There are still things I miss about home. Christmas spirit is practically non-existent here, especially in comparison to Belfast; although there are signs of a Christmas tree being constructed in Place Pie. It's mid-November, and although the wind is strong and it's very cold, it's also still very sunny – and the weather forecast for this week is up to 18 degrees. I never thought I'd miss dreary, grey Novembers in Ireland! I also miss my mum's cooking, something I never fully appreciated when I lived at home, and of course my dog.
However, Avignon has so many positive points in its favour that will make the four weeks until I come home more than bearable. Dogs are allowed everywhere; there is even a café here with a live-in German Shepherd called Eleven. There are also a lot of second hand clothes shops, and shops selling books and records; these are my favourite places, especially book shops. I'm slightly concerned how I'm going to come home for good in April with all these books.
Avignon's people are still constantly and pleasantly surprising me with their friendliness and general niceness.
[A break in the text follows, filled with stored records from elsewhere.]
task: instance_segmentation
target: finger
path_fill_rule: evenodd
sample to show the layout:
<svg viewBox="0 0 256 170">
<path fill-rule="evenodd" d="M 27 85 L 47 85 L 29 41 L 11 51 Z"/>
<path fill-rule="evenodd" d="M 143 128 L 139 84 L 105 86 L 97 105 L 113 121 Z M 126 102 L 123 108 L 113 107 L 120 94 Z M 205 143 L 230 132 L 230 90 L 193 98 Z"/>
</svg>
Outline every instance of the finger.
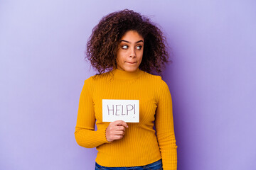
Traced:
<svg viewBox="0 0 256 170">
<path fill-rule="evenodd" d="M 122 130 L 119 130 L 119 131 L 114 131 L 113 132 L 114 135 L 124 135 L 124 132 Z"/>
<path fill-rule="evenodd" d="M 122 130 L 122 131 L 125 131 L 125 128 L 122 125 L 120 125 L 120 126 L 117 126 L 116 127 L 116 130 Z"/>
<path fill-rule="evenodd" d="M 124 122 L 123 120 L 116 120 L 114 122 L 113 122 L 114 125 L 122 125 L 125 128 L 128 128 L 128 125 L 127 123 L 126 123 L 125 122 Z"/>
<path fill-rule="evenodd" d="M 123 135 L 114 135 L 113 136 L 113 140 L 121 140 L 123 137 Z"/>
</svg>

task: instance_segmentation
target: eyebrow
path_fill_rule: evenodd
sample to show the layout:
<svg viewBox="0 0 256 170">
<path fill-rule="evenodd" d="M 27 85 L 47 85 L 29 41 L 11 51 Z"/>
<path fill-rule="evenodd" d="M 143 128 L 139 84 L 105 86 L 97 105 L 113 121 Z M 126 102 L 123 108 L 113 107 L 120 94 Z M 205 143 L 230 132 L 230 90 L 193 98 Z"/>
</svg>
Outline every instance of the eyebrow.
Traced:
<svg viewBox="0 0 256 170">
<path fill-rule="evenodd" d="M 121 42 L 121 41 L 124 41 L 124 42 L 126 42 L 129 43 L 129 44 L 131 43 L 131 42 L 129 42 L 129 41 L 127 41 L 127 40 L 120 40 L 120 42 Z M 144 42 L 143 40 L 139 40 L 139 41 L 136 42 L 135 43 L 139 43 L 139 42 Z"/>
</svg>

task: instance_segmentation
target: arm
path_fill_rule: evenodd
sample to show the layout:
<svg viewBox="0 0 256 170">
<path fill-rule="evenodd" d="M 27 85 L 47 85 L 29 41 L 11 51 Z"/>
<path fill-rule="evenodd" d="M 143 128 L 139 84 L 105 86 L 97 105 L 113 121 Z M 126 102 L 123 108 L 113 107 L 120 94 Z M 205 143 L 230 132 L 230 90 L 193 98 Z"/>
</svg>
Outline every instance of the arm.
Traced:
<svg viewBox="0 0 256 170">
<path fill-rule="evenodd" d="M 90 85 L 90 79 L 88 79 L 85 81 L 80 94 L 75 132 L 78 144 L 87 148 L 109 143 L 105 135 L 107 126 L 95 131 L 95 116 Z"/>
<path fill-rule="evenodd" d="M 174 135 L 171 96 L 167 84 L 161 81 L 156 113 L 156 130 L 164 170 L 177 169 L 177 146 Z"/>
</svg>

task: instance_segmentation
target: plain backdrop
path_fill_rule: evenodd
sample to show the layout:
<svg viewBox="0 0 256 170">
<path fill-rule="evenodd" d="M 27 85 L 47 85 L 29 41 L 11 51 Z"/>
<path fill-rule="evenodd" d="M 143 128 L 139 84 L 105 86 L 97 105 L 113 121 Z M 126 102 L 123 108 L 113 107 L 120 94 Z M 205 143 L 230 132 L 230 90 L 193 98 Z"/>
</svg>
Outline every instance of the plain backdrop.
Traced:
<svg viewBox="0 0 256 170">
<path fill-rule="evenodd" d="M 74 137 L 96 73 L 85 45 L 102 16 L 124 8 L 157 23 L 172 49 L 162 77 L 178 169 L 255 169 L 253 0 L 0 0 L 0 169 L 94 169 L 97 150 Z"/>
</svg>

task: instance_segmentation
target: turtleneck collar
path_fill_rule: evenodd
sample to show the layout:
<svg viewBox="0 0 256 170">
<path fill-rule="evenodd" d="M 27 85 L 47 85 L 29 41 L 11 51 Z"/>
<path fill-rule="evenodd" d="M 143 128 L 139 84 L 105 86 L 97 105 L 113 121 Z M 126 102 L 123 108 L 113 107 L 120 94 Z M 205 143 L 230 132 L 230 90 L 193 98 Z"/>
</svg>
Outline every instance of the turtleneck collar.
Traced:
<svg viewBox="0 0 256 170">
<path fill-rule="evenodd" d="M 143 72 L 137 69 L 135 72 L 129 72 L 124 70 L 114 69 L 112 71 L 114 77 L 119 79 L 133 79 L 139 77 Z"/>
</svg>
They completely go against that unfortunate stereotype of French people as rude and aloof; everywhere here you can get a smile from a stranger and some very patient people willing to help you with your French.
And that is, of course, the main goal of this year – improve my French. The first few weeks I was in a complete panic; I found the accent and the speed they speak at daunting and difficult to understand. I though the language had completely abandoned me; I found myself tongue-tied a lot. Again, I'm not sure when exactly it got easier, but I had a real breakthrough moment recently, mid-conversation, when I realised just how much better my French has become in just eight weeks. When we were told that the best way to learn a language is to immerse yourself in the home of said language, that was right. Being surrounded 24/7 by my target language and being somewhere where very few people speak my native language has been tough yes, but amazing. So, although I speak English with my students – French is Not Allowed in class – I'm so pleased and so proud with how my French is progressing. That initial period of anxiety every time I had to say so much as "bonjour" to a French person has actually been so worth getting to the point I'm at now, and I can't wait to see what the next five months can do. I'm constantly rediscovering why I loved this language so much in the first place.